The price of Thanksgiving dinner is one small area we have to be grateful for in the battle against higher inflation.
According to data from The American Farm Bureau Association, the average cost of a Thanksgiving dinner for 10 people is down for a second year in a row.
NOT THE WHOLE STORY ON INFLATION
While it is a positive sign that food prices seem to be stabilizing, a further look at inflation data paints a more problematic tale.
As we can see from this chart, the overall cost of Thanksgiving dinner is still above pre-pandemic levels even though it has dropped the past two years.
DISINFLATION NOT DEFLATION
While certain parts of the Consumer Price Index (CPI), have experienced year over year deflation, or an outright drop in prices, overall prices remain much elevated from pre pandemic levels. From a total CPI standpoint, we have seen “disinflation” not “deflation.”
Disinflation is a slowing of the rate of inflation, but is not an outright drop in prices.
I think this is a key distinction that has people frustrated with the inflation narrative.
We keep hearing in the media that inflation is “cooling” or “dropping” but overall this does not mean that prices are actually falling. It just means they are increasing slower after the big inflation spike we had in 2021 and 2022.
In fact, cumulatively inflation has already increased more so far this decade (2020-2024) than it did the previous entire decade (2010-2020)!
The total inflation in the U.S. from January 2010 to December 2020, as measured by the Consumer Price Index for All Urban Consumers (CPI-U), was approximately 20.55%. This means that, on average, prices increased by about 20.55% over this ten-year period.
The cumulative inflation in the U.S. from January 2020 to October 2024, as measured by the Consumer Price Index for All Urban Consumers (CPI-U), was approximately 21.97%. This indicates that, on average, prices increased by about 21.97% over this period.
People are not naive to this and feel it in their everyday spending. This is evidenced by the recent election where an overwhelming majority of people cited the economy as their number one voting issue.
Digging deeper into this, voters polled in the key swing states of Pennsylvania and Michigan, who were focused on the economy, further cited inflation as the most important factor.
FIGHTING BACK ON INFLATION
While we have little control of what inflation actually does, there are two important things we can control within our finances to help us combat inflation over the long haul.
- Having a good understanding of your income and expenses: By default, many who are locked in a low mortgage are actually benefiting tremendously from higher inflation.

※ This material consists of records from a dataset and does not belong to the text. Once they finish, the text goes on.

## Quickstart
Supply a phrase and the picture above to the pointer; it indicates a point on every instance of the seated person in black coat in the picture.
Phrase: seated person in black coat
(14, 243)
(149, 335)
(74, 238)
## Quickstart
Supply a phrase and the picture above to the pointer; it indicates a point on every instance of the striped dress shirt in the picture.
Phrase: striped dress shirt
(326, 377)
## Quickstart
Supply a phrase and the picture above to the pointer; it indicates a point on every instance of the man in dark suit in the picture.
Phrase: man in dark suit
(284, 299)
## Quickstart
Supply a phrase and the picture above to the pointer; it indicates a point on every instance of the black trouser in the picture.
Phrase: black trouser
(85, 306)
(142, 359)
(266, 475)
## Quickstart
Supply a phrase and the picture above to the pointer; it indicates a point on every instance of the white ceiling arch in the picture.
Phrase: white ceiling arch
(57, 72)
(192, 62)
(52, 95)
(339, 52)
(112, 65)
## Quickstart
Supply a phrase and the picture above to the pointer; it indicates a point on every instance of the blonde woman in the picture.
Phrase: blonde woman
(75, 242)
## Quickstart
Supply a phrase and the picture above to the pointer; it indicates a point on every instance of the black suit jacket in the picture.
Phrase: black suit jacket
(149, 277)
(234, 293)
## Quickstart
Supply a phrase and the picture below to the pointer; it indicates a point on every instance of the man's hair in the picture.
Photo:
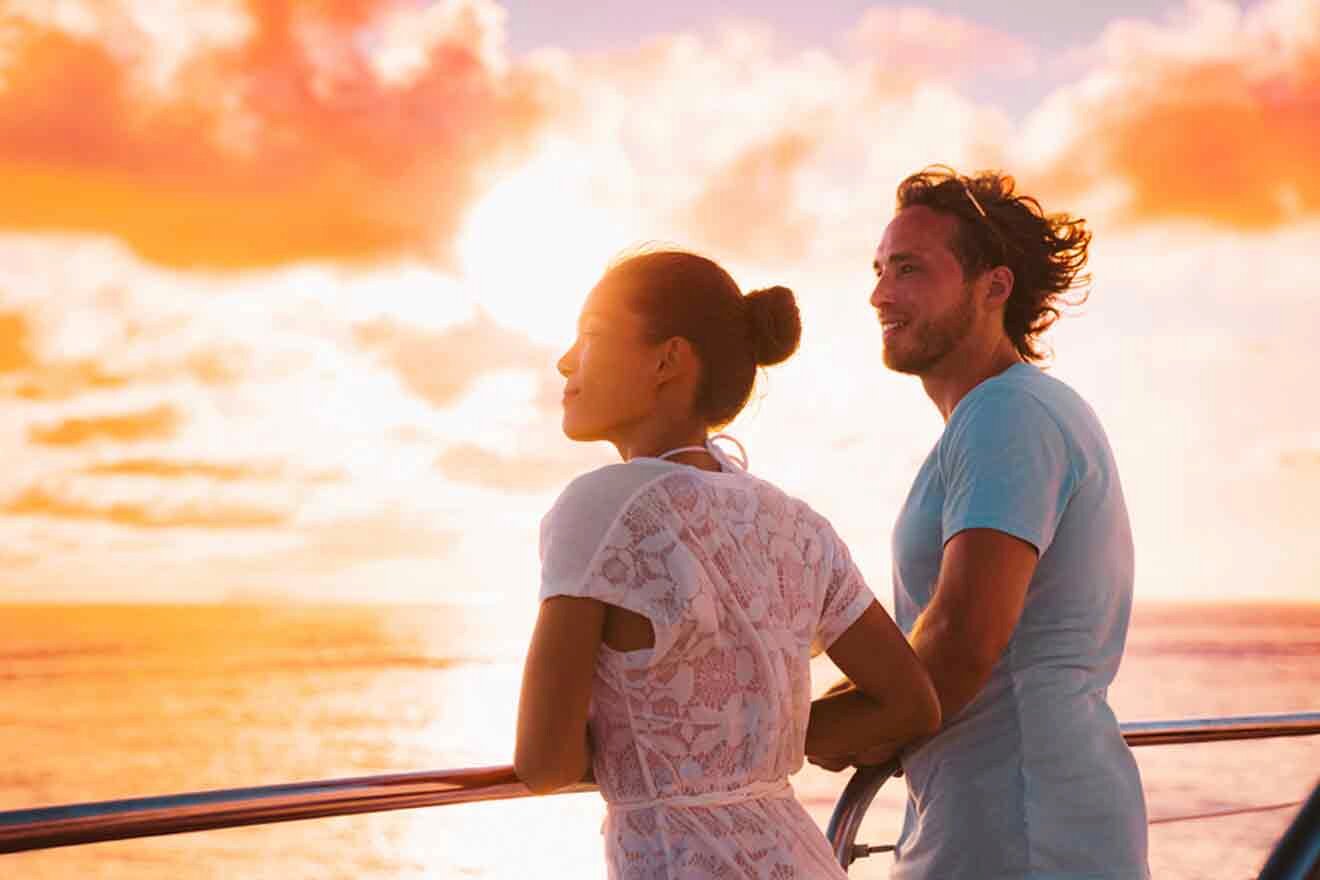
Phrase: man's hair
(999, 227)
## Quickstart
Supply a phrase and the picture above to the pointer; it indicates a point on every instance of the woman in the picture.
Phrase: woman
(681, 597)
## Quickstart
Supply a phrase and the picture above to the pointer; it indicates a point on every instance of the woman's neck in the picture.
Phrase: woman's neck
(658, 440)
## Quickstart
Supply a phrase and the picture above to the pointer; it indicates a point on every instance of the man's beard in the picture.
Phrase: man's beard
(932, 339)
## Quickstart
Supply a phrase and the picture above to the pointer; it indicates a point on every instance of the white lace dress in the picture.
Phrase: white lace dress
(694, 738)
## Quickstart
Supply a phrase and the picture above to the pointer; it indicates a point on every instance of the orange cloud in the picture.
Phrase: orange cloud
(157, 422)
(37, 502)
(65, 380)
(1222, 133)
(292, 145)
(475, 466)
(169, 470)
(912, 42)
(15, 352)
(750, 207)
(438, 367)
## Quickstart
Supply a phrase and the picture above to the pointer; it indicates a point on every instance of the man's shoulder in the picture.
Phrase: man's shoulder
(1023, 393)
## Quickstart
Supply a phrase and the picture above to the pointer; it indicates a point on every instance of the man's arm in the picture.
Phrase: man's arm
(976, 607)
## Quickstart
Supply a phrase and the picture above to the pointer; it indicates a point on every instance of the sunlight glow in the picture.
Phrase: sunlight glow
(535, 244)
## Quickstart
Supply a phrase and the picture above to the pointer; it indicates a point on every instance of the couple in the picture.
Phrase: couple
(681, 598)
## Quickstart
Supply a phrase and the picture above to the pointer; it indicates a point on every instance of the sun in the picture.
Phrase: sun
(536, 242)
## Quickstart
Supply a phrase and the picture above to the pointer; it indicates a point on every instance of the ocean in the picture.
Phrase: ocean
(123, 701)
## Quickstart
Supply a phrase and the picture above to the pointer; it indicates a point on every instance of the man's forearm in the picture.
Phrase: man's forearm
(956, 672)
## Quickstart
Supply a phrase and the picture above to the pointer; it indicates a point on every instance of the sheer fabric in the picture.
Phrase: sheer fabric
(694, 738)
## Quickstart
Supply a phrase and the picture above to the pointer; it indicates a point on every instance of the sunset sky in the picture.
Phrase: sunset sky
(283, 281)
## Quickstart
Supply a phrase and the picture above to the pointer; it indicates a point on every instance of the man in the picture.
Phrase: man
(1013, 557)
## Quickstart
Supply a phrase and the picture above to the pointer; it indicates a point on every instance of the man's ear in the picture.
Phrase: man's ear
(998, 285)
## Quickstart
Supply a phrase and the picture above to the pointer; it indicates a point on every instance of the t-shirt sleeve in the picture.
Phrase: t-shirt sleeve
(845, 591)
(1006, 466)
(574, 532)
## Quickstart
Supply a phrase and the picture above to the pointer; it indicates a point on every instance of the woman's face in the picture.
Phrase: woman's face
(610, 374)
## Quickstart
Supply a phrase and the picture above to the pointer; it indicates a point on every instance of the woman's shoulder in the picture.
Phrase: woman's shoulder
(607, 490)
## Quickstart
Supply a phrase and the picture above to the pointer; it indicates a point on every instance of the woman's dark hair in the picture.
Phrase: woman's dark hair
(688, 296)
(997, 226)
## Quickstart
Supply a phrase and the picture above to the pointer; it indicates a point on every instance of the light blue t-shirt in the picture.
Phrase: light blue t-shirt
(1032, 779)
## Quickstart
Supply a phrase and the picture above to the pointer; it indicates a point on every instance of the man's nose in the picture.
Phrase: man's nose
(881, 294)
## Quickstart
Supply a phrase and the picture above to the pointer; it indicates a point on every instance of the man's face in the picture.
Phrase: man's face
(923, 300)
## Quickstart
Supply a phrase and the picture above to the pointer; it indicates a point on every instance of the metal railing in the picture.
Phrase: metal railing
(77, 823)
(866, 783)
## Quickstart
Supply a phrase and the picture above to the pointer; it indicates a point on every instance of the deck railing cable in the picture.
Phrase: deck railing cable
(77, 823)
(866, 783)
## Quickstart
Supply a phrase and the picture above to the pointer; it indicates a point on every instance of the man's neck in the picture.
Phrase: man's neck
(951, 380)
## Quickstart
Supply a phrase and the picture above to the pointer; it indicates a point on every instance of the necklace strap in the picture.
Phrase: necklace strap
(725, 461)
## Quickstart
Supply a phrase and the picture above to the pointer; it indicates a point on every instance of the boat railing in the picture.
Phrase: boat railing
(77, 823)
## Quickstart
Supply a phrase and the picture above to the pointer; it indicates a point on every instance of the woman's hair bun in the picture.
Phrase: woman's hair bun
(776, 326)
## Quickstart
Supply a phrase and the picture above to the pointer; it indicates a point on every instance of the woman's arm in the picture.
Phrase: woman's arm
(552, 738)
(892, 701)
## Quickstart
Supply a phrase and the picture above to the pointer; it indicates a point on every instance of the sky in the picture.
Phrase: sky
(283, 282)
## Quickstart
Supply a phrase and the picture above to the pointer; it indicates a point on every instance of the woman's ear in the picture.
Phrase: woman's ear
(677, 359)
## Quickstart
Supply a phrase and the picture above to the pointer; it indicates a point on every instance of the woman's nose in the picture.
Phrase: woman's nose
(565, 363)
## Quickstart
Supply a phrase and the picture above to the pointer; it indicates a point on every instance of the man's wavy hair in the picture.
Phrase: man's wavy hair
(997, 227)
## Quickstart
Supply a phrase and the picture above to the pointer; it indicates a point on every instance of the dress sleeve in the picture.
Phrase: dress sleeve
(845, 591)
(1007, 467)
(574, 532)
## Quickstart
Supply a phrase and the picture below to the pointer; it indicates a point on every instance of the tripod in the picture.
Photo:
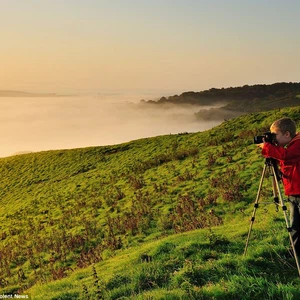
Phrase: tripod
(271, 164)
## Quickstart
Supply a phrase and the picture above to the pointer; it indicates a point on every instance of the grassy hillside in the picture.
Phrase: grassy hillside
(157, 218)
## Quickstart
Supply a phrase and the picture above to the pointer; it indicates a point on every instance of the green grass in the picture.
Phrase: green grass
(158, 218)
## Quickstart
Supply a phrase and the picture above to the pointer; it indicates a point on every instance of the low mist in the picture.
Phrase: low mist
(32, 124)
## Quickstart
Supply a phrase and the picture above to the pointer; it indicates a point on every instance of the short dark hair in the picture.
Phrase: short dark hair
(284, 125)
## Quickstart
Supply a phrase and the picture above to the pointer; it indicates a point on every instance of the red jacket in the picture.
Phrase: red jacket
(289, 161)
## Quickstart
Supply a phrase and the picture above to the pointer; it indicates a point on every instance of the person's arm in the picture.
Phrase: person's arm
(289, 154)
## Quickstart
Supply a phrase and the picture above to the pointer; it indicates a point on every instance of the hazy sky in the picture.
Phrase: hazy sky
(165, 46)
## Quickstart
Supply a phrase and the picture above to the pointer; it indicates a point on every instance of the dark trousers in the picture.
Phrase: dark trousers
(295, 222)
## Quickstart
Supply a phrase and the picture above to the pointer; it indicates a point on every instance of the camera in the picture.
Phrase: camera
(267, 136)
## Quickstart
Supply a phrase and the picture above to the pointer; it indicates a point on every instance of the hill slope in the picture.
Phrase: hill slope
(234, 101)
(61, 211)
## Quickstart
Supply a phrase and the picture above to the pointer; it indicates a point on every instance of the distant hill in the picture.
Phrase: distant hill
(8, 93)
(234, 101)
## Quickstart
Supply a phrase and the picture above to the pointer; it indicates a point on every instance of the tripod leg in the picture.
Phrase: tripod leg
(284, 209)
(255, 207)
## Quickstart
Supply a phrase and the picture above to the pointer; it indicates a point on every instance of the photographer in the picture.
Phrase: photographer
(286, 150)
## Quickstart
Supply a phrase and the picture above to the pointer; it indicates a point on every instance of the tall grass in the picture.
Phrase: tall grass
(64, 211)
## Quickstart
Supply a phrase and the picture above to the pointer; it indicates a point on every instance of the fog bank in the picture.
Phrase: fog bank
(36, 124)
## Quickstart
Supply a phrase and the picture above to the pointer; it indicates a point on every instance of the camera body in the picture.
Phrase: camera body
(266, 137)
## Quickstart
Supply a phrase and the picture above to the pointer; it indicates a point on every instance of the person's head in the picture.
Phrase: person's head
(285, 130)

As an example, If you have a 3% mortgage, and inflation is rising 3% a year, you are essentially paying a 0% real interest rate on your mortgage. Not all debt is bad, and a healthy level of fixed rate debt actually provides a good hedge against rising inflation. In other areas of spending that aren’t fixed, it’s important to at least track annually how your income and expenses have changed to see if any adjustments are needed.
- Continuing to invest enough of your money into assets that have beaten inflation: While we can never guarantee the future, historically speaking, investing over the long term has helped investors far outpace inflation. The chart below in this research piece from MFS summarizes this nicely. Stocks have been especially effective for those investors with longer time horizons who can handle the ups and downs. This makes sense since investing in stocks is equivalent to buying shares of businesses. As a shareholder of a business you participate in the profits of that business. When there are inflationary pressures on businesses, businesses attempt to pass those costs on to us the consumers in the form of higher prices on the goods and services they sell. To the extent it doesn’t impact demand, those higher prices translate into higher profits for businesses. Even for investors with a shorter time horizon, treasury bills and bonds have also slightly outpaced inflation and provide a good alternative to letting too much cash sit in a traditional checking or savings account earning little to no interest.
POSITIVE SIGNS
Recent data has shown the pace of inflation has continued to moderate but remains above the Federal Reserves long term objective of 2.0%. The positive reports on inflation have allowed the Fed to cut short term interest rates at their last two meetings. While we continue to wait for the inflation rate to hopefully fall further, the best we can do as consumers and investors is to continue to control what we can control.
Enjoy a nice Thanksgiving meal with family and friends. Hopefully the knowledge the meal was a little less expensive than last year makes it even a little bit tastier!